In 1923 Hitler let a failed coup against the Bavarian government. While the coup massively damaged the party’s reputation, the public spectacle of his trial only increased Hitler’s popularity. During his one year in prison he wrote Mein Kampf in which he outlined his extreme, nationalist ideology. When he was released, on the back of his increased popularity, Hitler wet about rebuilding the Party, determined to win power legitimately through the democratic system he so hated.

Over the next decade, due in part to Hitler’s oratory and his appeal to the good old days before the War when Germany had been a major European power, the Nazi’s power grew until they controlled the largest single section of the vote in the Reichstag. By 1933 Hitler was Chancellor of the Wiemar Republic. The centre-right parties in power had tried to compromise with Hitler, believing that they could keep the political extremist under control. However Hitler refused to compromise and forced President Hindenburg to appoint his Chancellor.

It did not take long for Hitler to introduce Bill to make him the effective dictator of Germany. By July 1933 Hitler’s Nazis were the only legal party. Through political culls instigated by the SA, all political opposition was removed; Hitler was the Absolute ruler of Germany. Over the next 4 years Hitler’s Germany grew in wealth and power, openly flaunting the Treaty of Versailles. Despite clear signs of aggression, other nations did nothing to stop the growth of Germany. They thought they could negotiate with Hitler, they were wrong.
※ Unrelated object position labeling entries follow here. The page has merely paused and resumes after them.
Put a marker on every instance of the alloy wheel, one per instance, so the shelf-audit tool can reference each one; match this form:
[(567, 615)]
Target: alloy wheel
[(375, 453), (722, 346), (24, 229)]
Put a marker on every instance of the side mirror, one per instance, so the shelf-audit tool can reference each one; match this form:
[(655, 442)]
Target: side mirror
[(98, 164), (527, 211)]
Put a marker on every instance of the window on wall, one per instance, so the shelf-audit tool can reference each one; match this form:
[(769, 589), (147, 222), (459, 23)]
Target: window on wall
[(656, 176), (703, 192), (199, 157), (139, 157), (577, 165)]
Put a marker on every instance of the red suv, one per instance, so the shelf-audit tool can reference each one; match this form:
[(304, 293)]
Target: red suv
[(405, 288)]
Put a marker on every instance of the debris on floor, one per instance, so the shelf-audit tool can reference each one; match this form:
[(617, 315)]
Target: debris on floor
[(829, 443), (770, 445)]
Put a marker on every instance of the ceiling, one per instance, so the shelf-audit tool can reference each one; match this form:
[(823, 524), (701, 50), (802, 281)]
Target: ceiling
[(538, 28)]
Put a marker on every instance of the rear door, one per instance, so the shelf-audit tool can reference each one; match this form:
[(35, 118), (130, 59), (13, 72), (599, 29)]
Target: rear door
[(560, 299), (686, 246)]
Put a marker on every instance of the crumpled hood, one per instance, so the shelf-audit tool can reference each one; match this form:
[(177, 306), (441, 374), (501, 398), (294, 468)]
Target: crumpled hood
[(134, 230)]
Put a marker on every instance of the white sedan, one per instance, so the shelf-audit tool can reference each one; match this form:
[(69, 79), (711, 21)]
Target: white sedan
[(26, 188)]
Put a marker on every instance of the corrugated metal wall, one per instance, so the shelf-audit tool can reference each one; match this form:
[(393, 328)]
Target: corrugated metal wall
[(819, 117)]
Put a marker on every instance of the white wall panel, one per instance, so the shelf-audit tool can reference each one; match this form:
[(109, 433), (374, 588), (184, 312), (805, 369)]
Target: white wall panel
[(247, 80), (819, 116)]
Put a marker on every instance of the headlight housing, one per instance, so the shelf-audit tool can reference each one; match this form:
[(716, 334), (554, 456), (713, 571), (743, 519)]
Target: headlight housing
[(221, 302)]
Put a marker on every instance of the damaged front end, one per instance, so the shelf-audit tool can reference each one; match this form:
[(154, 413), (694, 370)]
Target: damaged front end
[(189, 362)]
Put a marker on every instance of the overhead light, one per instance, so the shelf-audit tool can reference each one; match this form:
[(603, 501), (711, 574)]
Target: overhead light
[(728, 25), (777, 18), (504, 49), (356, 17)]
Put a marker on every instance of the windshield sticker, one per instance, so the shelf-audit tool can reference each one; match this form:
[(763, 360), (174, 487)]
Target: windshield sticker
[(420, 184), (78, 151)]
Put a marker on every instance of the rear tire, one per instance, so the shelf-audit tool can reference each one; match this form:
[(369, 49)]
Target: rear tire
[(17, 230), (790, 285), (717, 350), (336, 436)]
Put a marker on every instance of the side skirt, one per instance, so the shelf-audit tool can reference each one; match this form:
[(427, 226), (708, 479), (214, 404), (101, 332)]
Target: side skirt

In 1939 Nazi Germany invaded Poland. Over the course of the next 6 years, 6 million Jews were ‘evacuated’ to camps in the east, where they were either worked of gassed to death. All told the war cost the lives of 70 million people, the majority of whom were civilians. The war led to the creation of the Nuclear Bomb, two of which were dropped on Hiroshima and Nagasaki in 1945, killing thousands and damaging the area with deadly radiation for years. At the Nuremberg trial, the Nazi officers on trial said that they were only following orders.

This is not an excuse. The Nazis never received the vote of the majority of German citizens; they ruled Germany not by the consent of the German people, but by the apathy of those who saw that Nazis for the monstrous affront to freedom that they were and did nothing. When Hitler’s foreign policy was so obviously warmongering and anti-Semitic, the world stood by and did nothing, not because they agreed with Hitler, but because standing up against evil would have been too hard, oo politically risky. Instead they attempted to compromise with Germany.

Evil is not something that can be compromised with. It must be stood against with unwavering conviction. If we learn anything from the Second World War, we learn that apathy in the face of unremitting evil is almost as bad as evil itself. While the monsters who tortured and killed Jews in the camps are unforgivably evil, what is more disturbing to the refusal by Germans, who simply followed the crowd and did what was easy, to think for themselves and see past the propaganda, to discover the true evil of the Nazis and stand against it. The responsibility for the atrocities of the Holocaust lies, at least in part, with those army officers who ‘were simply following orders’, because simply following orders is not good enough. We are all responsible for our actions, it is our responsibility to stand up against injustice, not simply fall in and go along with what everyone else is doing.

As rational humans being we have a responsibility to ourselves to stand up for what we believe to be right, if we do not then we give sanction to those who would commit acts as monstrous as those committed in the holocaust. If we sanction these acts, can we really claim to be any better than those who commit them? History is littered with examples of evil, committed because of the unthinking consent of people who should have known better. Conformity may be safe and it may be easy, but as free thinking, rational being, we should seek to do what is right, not what is easy. Evil is almost never in the majority, evil is the insanity of a few, sanctioned by the apathy of everyone else. The insane we cannot stop; the apathy we can. The consequences if we do not are painted vividly in history; the events of 70 years ago are only one example.